The Government have said that they intend to issue guidance on the new offence, so by its nature that guidance would be new. I am trying to answer the noble Lord’s direct question.

Would it not be simpler to leave this clause in and to revise the guidance? Would that not be simpler, clearer and more direct?

I shall come on to the Waddington amendment and what its effect might be in a moment. I shall try to deal head on with the issue of the police.

I am so sorry to interrupt, but I simply make the point that this is not an amendment by the noble Lord, Lord Waddington. It is about whether or not Clause 61 should stand part of the Bill. That is a not unimportant point when—if the noble Lord, Lord Waddington, so wishes—your Lordships vote.

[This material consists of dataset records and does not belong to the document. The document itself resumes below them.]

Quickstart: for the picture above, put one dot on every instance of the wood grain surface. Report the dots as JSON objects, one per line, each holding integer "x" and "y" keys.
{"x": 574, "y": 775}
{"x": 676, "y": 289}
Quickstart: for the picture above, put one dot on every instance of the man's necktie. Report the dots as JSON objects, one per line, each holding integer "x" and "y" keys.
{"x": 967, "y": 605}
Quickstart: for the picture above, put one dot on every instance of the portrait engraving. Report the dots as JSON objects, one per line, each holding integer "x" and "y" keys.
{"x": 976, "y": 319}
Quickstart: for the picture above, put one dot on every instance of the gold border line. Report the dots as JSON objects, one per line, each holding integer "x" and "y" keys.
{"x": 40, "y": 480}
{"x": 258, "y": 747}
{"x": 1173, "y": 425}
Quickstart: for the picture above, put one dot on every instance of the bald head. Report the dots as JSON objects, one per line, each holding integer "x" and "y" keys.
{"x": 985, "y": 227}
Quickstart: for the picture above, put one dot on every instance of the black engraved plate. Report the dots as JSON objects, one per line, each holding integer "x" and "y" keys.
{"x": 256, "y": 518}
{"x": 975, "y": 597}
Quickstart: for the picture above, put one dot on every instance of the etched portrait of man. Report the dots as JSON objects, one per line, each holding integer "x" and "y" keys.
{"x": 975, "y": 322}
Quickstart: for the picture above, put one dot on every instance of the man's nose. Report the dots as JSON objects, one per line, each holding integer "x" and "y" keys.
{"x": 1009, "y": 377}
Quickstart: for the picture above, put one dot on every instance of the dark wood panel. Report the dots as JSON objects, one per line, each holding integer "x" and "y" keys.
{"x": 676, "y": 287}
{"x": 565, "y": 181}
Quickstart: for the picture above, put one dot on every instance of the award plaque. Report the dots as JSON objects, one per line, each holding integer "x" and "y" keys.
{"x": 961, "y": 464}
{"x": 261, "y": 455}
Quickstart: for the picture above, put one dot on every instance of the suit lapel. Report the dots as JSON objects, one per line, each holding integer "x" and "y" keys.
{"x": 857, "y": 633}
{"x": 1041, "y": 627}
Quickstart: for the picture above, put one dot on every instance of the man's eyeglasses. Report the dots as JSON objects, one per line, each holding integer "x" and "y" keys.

I am most grateful to the noble Lord for telling me something that I already knew. I did not hear him comment when others described this as the Waddington amendment, but there we are. He is quite right: when it comes to the vote, it is a matter of the clause standing part. I thank him for telling the Committee that.

Let me deal with the police. Some of the concerns we heard last year and this year involved examples which were regarded, perhaps not surprisingly, as inappropriate and overzealous action. As I understand it, those examples concerned public order offences in Sections 4A and 5 of the 1986 Act, which relate to harassment, alarm or distress. The crucial point is that those offences have a substantially lower threshold than the offence we are discussing, cover a wider range of behaviour and carry a lesser maximum penalty.

There may indeed be a considerable case for giving the police more detailed guidance about those particular public order offences. But I have to say that I am not aware of similar concerns in respect of the offence of inciting religious hatred, which has a similarly high threshold.

The noble Lord, Lord Dear, talked about changes in the police approach. I am afraid that I have to say to him and to the Committee that any changes in the police approach over the past year, if indeed there has been a change at all, actually have nothing to do with what was formerly described as the Waddington amendment, for the simple reason that the offences of inciting hatred on grounds of sexual orientation are not yet in force—they are not yet in force at all—and there has been a supposition in this debate that somehow they have already been in force. They have not been. We are not aware that ACPO has expressed any view either way on Clause 61. My experience, and perhaps that of other noble Lords, is that ACPO is not slow in coming forward with its views on matters of this kind.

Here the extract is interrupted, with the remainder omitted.